O Projeto de Lei 1424/26, apresentado pela deputada Tabata Amaral (PSB-SP), abriu debate jurídico e político no Congresso ao propor a equiparação do antissemitismo ao crime de racismo. A proposta prevê pena de reclusão de dois a cinco anos e multa, sem possibilidade de fiança ou prescrição. Ao mesmo tempo, surgiram questionamentos sobre os limites entre combate à discriminação e proteção à liberdade de expressão.
Em discussão na Câmara dos Deputados, o texto cita que manifestações antissemitas podem ter como alvo pessoas, bens, instituições judaicas e, em certos contextos, o Estado de Israel quando encarado como coletividade judaica. O tema ganhou repercussão por envolver críticas políticas, conflito internacional e possíveis efeitos sobre imprensa e universidades.
Para o professor Emerson Malheiro, doutor em Direito e docente de Direito Constitucional, Internacional, Direitos Humanos e Filosofia do Direito, iniciativas desse tipo costumam surgir como resposta ao aumento de ataques contra comunidades judaicas em vários países: “Uma proposta desse tipo tem como objetivo central a proteção contra discursos considerados discriminatórios ou abusivos, especialmente quando tais acusações são entendidas como forma indireta de preconceito”.
O que prevê o PL?
O projeto utiliza como referência exemplos contemporâneos reconhecidos pela Aliança Internacional para a Memória do Holocausto (IHRA), organização internacional que adota parâmetros para identificar práticas antissemitas. Entre os casos citados estão a negação do Holocausto, a responsabilização coletiva de judeus por ações do governo israelense, a difusão de estereótipos desumanizantes e comparações entre políticas israelenses e o nazismo.
Ao tratar da legislação já existente, o professor cita normas que hoje permitem punição para práticas discriminatórias: “Lei do Racismo (Lei 7.716/1989); art. 208, Código Penal, Lei da Injúria Racial (Lei 14.532/2023)”.
Por isso, uma das discussões envolve se o novo texto cria proteção específica necessária ou se amplia excessivamente conceitos já previstos.

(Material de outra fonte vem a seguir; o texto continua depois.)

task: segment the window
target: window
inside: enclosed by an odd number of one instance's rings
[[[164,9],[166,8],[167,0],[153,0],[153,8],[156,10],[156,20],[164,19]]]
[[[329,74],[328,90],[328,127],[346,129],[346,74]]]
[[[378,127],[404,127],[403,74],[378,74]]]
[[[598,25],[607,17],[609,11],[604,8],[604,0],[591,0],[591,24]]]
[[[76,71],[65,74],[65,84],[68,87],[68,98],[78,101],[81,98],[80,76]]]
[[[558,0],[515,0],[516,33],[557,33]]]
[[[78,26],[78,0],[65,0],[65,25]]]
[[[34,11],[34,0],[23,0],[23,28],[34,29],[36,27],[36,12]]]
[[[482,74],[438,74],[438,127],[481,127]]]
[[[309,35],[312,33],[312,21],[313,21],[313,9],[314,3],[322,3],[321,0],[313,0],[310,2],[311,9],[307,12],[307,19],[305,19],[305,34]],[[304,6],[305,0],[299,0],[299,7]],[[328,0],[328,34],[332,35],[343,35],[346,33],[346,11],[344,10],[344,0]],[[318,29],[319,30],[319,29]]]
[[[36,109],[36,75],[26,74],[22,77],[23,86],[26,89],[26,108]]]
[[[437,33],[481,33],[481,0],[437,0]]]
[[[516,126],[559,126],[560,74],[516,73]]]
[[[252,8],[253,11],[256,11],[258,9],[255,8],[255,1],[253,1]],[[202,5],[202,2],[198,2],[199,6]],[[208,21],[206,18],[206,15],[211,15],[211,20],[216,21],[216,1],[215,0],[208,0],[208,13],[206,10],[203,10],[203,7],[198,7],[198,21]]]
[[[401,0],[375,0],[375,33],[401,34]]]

Como outros países tratam críticas a Israel e antissemitismo?
A discussão sobre os limites entre combate ao antissemitismo e liberdade política não ocorre apenas no Brasil. Democracias têm buscado mecanismos para enfrentar ataques contra judeus sem impedir debates sobre diplomacia, conflitos militares ou decisões governamentais israelenses.
No campo jurídico, um dos principais pontos de tensão costuma surgir quando conceitos amplos podem permitir interpretações subjetivas.
Malheiro alerta que leis penais precisam de precisão técnica para evitar insegurança jurídica: “Há uma quebra do princípio penal da taxatividade: a lei deve ser clara, precisa e específica sobre qual conduta é crime”.
Essa discussão se torna ainda mais sensível quando envolve jornalistas, pesquisadores, professores ou estudantes, já que análises sobre Oriente Médio, sionismo, direitos humanos ou ações militares podem ser interpretadas de formas distintas dependendo da redação legal.
Segundo o professor, normas imprecisas podem gerar risco institucional para o debate público, especialmente em espaços acadêmicos e na imprensa.
Projeto é constitucional ou pode ferir a liberdade de expressão?
A resposta jurídica, segundo Emerson Malheiro, depende diretamente de como a lei for escrita e aplicada. Ele considera possível punir práticas antissemitas de forma constitucional, mas aponta risco quando a norma adota termos vagos para criminalizar críticas a um Estado estrangeiro.
“Uma proposta de lei que utilize conceitos amplos ou subjetivos para criminalizar críticas a um Estado estrangeiro (neste caso, Israel) colidiria frontalmente com diversos pilares da Liberdade de Expressão garantida pelo Artigo 5º, Constituição Federal”, afirma.
Na análise do constitucionalista, o limite legal está na proteção à dignidade humana e na repressão à incitação à violência, não na restrição de opiniões políticas, cobertura jornalística ou pesquisa acadêmica.
Por isso, ele considera que críticas a ações militares, decisões diplomáticas ou políticas internas do governo israelense podem enfrentar risco jurídico se a redação permitir interpretações excessivamente abertas. Esse impacto pode alcançar desde reportagens até debates universitários. Para o doutor, uma formulação subjetiva pode abrir espaço para “perseguição ideológica institucionalizada”.
O texto ainda será analisado por comissões da Câmara. Até lá, a discussão deve seguir centrada em um ponto sensível: como combater o antissemitismo de forma objetiva sem criar margem para censura ou restrição indevida ao debate democrático.